I then mailed the entire three pages of instructions to The Tonight Show and waited. The following Monday, my submission was among those chosen. I taped the segment, but when I played it for Diego, Arthur’s father, and our youngest son Benji, they agreed that Jay Leno should have mentioned my name, address, hometown, hobbies and relatives and sent a $100,000 check. None of those things happened. In fact, Jay seldom even identifies the source.
This is what got Jay’s attention (notice that my rise to fame entitles me to use Mr. Leno’s first name): The instructions explained that if we opened the latch locks, the “skate-scooter can be puckered expediently.” With that kind of start, I knew we were in trouble. Isn’t puckering something one does with
one’s lips, as a prelude or postlude to a kiss? And my dictionary defines “expedient” as characterized by self-interest. Oh, I get it now. We’re supposed to kiss the scooter selfishly.
Then the instructions called our attention to an item: “Abecedarian at the complanate arid flat ground coast please handlers at gliding, it would be best draw on helmet and kneecap, shin guard and protect artifice, for fear accident injurie from falls.”
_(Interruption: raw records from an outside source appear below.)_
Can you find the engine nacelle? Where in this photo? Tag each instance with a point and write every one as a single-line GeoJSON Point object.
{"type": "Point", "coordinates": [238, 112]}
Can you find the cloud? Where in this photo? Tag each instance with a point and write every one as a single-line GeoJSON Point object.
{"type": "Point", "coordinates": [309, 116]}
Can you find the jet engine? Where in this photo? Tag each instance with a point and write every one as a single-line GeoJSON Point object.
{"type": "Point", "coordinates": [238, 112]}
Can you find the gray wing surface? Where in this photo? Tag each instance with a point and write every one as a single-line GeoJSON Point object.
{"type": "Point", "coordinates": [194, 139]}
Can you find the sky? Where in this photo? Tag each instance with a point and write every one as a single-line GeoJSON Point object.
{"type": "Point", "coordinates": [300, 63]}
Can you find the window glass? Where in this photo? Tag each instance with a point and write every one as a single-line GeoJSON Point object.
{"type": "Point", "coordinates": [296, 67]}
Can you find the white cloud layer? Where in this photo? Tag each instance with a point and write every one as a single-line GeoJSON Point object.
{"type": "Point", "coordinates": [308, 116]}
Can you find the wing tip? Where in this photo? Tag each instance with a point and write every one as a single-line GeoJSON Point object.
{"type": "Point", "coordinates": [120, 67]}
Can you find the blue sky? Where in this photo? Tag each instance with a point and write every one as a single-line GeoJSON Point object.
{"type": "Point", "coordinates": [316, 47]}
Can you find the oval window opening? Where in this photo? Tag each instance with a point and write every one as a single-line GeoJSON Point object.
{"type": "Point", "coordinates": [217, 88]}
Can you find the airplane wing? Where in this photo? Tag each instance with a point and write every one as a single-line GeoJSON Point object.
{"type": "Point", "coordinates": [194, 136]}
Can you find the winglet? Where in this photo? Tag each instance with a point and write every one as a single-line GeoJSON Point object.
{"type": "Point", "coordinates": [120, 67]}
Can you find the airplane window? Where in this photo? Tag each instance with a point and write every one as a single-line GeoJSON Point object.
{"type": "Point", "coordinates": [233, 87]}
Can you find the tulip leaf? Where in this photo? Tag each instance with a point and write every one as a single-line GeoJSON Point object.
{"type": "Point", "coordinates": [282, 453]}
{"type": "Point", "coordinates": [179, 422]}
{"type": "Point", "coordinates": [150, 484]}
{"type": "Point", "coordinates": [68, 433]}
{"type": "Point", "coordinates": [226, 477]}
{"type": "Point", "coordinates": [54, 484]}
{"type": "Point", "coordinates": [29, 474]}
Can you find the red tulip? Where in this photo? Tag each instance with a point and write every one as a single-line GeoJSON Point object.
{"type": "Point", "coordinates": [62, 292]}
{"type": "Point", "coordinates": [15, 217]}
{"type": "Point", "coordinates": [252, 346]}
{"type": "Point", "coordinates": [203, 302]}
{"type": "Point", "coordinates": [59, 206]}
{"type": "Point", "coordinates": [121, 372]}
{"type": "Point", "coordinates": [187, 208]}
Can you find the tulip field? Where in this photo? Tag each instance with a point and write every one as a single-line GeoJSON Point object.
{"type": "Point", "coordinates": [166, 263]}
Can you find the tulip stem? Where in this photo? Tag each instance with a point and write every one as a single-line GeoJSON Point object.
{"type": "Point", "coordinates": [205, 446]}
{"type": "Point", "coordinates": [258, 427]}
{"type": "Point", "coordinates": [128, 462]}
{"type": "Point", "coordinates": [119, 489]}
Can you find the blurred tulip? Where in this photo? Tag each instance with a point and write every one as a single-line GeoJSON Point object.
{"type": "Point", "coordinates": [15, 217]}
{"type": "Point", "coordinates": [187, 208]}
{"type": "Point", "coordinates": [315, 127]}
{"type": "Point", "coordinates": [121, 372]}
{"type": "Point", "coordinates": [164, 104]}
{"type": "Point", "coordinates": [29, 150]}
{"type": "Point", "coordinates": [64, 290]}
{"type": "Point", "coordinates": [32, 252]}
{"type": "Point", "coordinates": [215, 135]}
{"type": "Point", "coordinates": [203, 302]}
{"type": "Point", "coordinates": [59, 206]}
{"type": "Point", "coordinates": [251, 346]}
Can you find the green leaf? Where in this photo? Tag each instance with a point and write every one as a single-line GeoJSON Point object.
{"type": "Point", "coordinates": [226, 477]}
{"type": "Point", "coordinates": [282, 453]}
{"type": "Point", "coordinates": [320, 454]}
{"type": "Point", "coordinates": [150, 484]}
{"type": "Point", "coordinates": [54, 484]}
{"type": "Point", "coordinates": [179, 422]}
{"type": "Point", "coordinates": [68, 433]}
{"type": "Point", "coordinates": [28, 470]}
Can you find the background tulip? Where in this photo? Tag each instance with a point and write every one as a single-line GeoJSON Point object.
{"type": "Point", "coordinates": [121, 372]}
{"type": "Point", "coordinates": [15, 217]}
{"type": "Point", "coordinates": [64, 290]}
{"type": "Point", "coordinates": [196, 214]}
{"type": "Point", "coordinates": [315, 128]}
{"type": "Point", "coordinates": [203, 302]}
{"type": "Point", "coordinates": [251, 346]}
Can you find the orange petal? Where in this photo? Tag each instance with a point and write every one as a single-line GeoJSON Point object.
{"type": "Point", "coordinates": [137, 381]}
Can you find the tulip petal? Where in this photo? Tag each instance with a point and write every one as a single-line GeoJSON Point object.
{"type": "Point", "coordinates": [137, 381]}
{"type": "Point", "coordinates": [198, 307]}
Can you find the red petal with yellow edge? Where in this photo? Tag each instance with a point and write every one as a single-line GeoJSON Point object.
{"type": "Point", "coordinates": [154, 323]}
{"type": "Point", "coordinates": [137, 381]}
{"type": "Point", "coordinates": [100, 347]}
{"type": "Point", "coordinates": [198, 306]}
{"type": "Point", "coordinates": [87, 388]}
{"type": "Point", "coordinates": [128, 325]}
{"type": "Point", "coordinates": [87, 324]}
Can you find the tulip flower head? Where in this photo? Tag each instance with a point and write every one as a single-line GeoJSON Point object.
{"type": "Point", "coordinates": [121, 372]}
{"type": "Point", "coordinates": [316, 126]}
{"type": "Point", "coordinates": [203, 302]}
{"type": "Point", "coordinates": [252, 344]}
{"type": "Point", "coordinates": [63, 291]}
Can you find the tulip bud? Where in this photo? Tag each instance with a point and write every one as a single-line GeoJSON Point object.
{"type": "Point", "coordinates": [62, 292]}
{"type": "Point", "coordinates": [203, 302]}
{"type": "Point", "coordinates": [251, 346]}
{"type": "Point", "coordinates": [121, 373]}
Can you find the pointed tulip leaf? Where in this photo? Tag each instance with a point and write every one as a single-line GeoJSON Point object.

Right. My Webster’s has neither “abecedarian” nor “complanate.” But we assume the “arid flat ground warns us to avoid riding on gravel. And by all means, we need to protect our respective artifices. But “artifice” means deception or trickery. Okay. Got it. The deception would be in pretending we
could ride the scooter.
But wait, there’s more. The instructions caution us to “avoid by all means sanded or lapidarian place and busy section of a highway coast, for fear happen accident.” Check. We’ll observe all those safety tips.
Finally, we are implored to “be indispensable to check up screw whether become flexible, altitude changeless move about buckle and foldaway speedy lock whether locknut.” And its caveat, which excludes both Arthur and me is that “the manufacture not be propitious to under 6 year of children and elder use.”
We struggled through “lapidarian.” Apparently a gemsmith would not appreciate a 6- or 62-year-old (at that time) skating over his rocks and jewels. With “propitious” we struggled some more. It generally refers to “presenting favorable circumstances.” We were at once too young and too old to ride the blasted scooter, so we agreed, the circumstances were indeed not propitious.
Leno surmised that obviously the scooter was manufactured in some remote Asian country, where the writer of the instructions used an English dictionary for a word-for-word translation. Imagine the laughs if we tried to translate our English into some Eastern language. And that’s why to this day we avoid sanded and lapidarian places and search instead for arid flat ground.
When it comes to translating, especially into a language with an entirely different alphabet, we’re seldom sure what the outcome will be. Bill Bryson, author of “The Mother Tongue: English & How It Got That Way,” points out that Italians have 500 names for different types of macaroni, which “begin to sound distinctly unappetizing.”
For example, Bryson says, “strozzapreti” means “strangled priests.” “Vermicelli” means “little worms” and “spaghetti” means “little strings.”
Even the popular style of Italian wine, “muscatel,” means “wine with flies in it.”
Well, I craved even some fly-infested wine after the ordeal of assembling the scooter and having hardly any leftover parts. My wife assured me that my expertise in assembling the scooter equalled that of my recently having assembled a bookshelf. No matter how hard I tried, it was impossible to construe Bonnie’s reassurance reassuringly.
But after The Tonight Show aired my contribution, I felt good over my 15 seconds of fame. And what else could I do? What would anyone do?
Obviously, I approached my wife and puckered expediently.
I remember seeing this on Leno years ago. I will never forget it. I don’t think I’ve ever laughed so hard as I did when I read this post! Do you know of anywhere to see the video clip from Leno of where someone could find a copy of these instructions?